Given a large graph, how can we summarize it with fewer nodes and edges while maintaining its key properties? As a solution, graph summarization, which aims to find a compact representation of the given graph and minimizes the reconstruction error, has received much attention, and numerous methods have been developed for it. However, most of the existing works adopt the uniform reconstruction scheme, which is based on an unrealistic assumption that edges are uniformly distributed. In this work, we propose a novel and realistic reconstruction scheme, which preserves the degree of nodes, and we develop an efficient graph summarization method called DPGS based on the Minimum Description Length principle. We theoretically show that the minimized reconstruction error of the summary graph can bound the perturbation of graph spectral information.

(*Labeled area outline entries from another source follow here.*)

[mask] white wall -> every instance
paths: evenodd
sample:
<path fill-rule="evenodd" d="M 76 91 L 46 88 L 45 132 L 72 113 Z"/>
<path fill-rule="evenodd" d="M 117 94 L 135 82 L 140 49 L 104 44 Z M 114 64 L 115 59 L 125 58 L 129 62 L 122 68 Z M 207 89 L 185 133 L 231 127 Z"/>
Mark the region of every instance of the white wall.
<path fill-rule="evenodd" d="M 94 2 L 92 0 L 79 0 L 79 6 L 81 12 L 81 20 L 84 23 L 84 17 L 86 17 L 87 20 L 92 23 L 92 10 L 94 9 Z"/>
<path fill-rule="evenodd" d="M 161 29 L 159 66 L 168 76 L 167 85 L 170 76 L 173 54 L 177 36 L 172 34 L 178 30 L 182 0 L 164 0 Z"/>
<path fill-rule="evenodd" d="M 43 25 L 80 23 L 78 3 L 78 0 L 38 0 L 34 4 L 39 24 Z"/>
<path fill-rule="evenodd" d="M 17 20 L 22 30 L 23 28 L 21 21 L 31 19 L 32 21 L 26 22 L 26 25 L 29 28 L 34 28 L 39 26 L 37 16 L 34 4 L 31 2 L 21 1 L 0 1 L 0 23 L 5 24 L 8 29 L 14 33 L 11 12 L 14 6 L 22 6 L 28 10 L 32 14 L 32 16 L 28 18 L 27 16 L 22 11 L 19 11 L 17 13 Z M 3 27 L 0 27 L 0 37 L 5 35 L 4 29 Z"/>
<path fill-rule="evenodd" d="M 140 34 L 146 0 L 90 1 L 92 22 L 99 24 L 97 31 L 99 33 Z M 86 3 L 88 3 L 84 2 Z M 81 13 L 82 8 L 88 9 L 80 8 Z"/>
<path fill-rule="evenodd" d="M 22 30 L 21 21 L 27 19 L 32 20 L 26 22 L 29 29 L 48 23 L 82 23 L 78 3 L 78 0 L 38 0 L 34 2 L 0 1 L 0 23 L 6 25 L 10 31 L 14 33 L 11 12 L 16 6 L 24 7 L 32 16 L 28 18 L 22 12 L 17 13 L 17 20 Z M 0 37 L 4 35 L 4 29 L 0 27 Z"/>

Extensive experiments on real-world datasets show that DPGS yields more accurate summary graphs, and we can effectively train a graph neural network (GNN) on a much smaller summary graph for original node classification.


In [13]:
# Remember to add spartan to you PATH
import spartan as st

Load example data:

In [None]:
data = st.loadTensor(path='./inputData/soc-Epinions1.tensor.gz', header=None, col_idx=[0, 1], col_types=[int, int], sep='\t')
mapper = st.DenseIntMapper()
tensor = data.toSTensor(hasvalue=False, mappers={0: mapper, 1: mapper})
N = mapper._idx
tensor.shape = (N, N)

In [None]:
print(tensor)

Convert tensor to graph:

In [None]:
graph = st.Graph(tensor)

## Run as a model 

In [None]:
model = st.DPGS(graph)

Run the algorithm and obtain the adjacency matrix of summary graph as return value:

In [None]:
adj_s = model.run(T=5)

## Run as a task

Run the algorithm and obtain the adjacency matrix of summary graph as return value:

In [None]:
task = st.Summarization.create(graph, st.SumPolicy.DPGS, 'DPGS')
adj_s = task.run(T=5)

### Experimental results

DPGS obtains shorter encoding length.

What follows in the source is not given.